Nah, kemarin (27/10), di press room Kementerian Keuangan, saya dan beberapa teman media mendiskusikan pernyataan Marzuki Alie tersebut. Saya dan beberapa teman menyayangkan, ucapan tidak lazim yang keluar dari mulut Ketua DPR. Saya sempat mendorong Agust, salahsatu teman, untuk mengirimkan pesan singkat ke nomor pribadi sang Ketua DPR. Berikut kutipannya (asli loh):

Agust: “Tsunami itu konsekuensi warga yang tinggal di pulau,” bacot lo jaga ye. Pikir pake otak klo mo ngomong, malu ama titel lo.

Marzuki Alie : Kalau marah klarifikasi dulu, jadi  marah dg orang yg tepat. Saya sdh marah dg wartawannya, dia sengaja memelintir berita, insya'allah saya tdk segoblok yg anda katakan. Saya menyarankan klo tdk ada tempat utk menyelamatkan diri, walaupun ada peringatan dini, tdk ada gunanya krn tdk sempat utk diselamatkan. Saya meminta utk dipertimbangkan dilakukan relokasi krn P Mentawai secara rutin kena musibah bencana gempa. Klo tidak, ya konsekwensi tinggal di pantai dan rentan gempa. Media sekarang ini sdh tdk ada baiknya lagi, semua berita tdk ada yg disampaikan dg benar.

Asust: Maksud bpk media sdh ga da yg benar apa? Pernyataan bpk dimaknai sama oleh sejumlah media. Jd media yg hrs mnta maaf atau bpk yg sebaiknya meralat ucapan sblm diboikot slrh wrtwn politik/dpr?

Marzuki Alie : Tdk semua media demikian, msh banyak yg baik. Protes sering saya sampaikan tp itulah alasan mereka bhw media harus memberitakan yg menarik drpd konteks pentingnya. Klo salah kita diminta utk meggunakan hak jawab, akhirnya kita habis waktu utk klarifikasi, pdhal media perlu berita, saya selalu dikejar utk minta berita, saya berpikir positif, wlopun isi berita selalu tdk tepat.

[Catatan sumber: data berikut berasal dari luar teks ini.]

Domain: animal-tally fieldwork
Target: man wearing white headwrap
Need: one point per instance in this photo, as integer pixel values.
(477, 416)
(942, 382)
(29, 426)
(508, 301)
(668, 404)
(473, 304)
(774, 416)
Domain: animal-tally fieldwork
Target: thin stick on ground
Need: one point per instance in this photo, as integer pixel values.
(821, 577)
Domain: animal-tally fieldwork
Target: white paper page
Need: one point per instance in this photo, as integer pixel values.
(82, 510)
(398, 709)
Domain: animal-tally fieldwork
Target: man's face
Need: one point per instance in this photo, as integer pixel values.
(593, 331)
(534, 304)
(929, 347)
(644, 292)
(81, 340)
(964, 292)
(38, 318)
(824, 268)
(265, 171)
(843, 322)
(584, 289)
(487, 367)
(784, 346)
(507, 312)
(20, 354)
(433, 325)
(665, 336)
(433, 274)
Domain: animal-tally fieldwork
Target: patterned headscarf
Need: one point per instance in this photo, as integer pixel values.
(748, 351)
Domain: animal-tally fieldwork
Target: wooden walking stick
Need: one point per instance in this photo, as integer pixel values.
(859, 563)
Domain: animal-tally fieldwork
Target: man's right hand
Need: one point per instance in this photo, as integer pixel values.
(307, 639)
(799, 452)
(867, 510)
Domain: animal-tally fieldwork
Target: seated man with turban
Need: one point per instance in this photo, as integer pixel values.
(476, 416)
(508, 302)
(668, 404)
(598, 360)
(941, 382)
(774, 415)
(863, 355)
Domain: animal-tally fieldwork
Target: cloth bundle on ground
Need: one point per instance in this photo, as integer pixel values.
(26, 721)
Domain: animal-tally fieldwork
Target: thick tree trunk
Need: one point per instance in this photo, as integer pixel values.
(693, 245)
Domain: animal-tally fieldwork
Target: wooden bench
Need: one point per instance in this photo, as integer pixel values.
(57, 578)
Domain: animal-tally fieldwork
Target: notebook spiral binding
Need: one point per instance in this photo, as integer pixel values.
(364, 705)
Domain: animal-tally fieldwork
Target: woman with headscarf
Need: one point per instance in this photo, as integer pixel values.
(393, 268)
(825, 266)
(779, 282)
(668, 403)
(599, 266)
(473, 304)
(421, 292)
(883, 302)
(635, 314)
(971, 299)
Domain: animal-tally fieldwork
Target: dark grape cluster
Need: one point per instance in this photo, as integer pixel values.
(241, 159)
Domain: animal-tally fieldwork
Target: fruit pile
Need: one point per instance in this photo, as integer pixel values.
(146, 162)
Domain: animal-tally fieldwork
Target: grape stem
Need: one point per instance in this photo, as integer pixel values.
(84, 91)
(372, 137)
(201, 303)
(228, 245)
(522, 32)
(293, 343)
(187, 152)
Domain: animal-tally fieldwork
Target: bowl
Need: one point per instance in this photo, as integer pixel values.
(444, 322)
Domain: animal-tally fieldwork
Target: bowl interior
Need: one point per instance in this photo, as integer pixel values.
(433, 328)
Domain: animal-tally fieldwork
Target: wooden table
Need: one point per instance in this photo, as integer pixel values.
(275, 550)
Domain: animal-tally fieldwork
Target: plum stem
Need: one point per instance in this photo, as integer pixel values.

Agust: Sayangnya anda jg perlu media tuk puaskan libido politik anda dan partai ya. Bnyk wrtwn yg menggadaikan harga diriny bt kejar narsum mcm anda, tp tak sdkt jurnalis yg dgn sadar menyaring narsum&info brguna bt publik. Rakyat ga pdli sbrp tinggi kekuasaan, jbtn, dan titel anda, yg pntg bt kami adalah etika, moral, dan tnggungjwb mengemban amanah.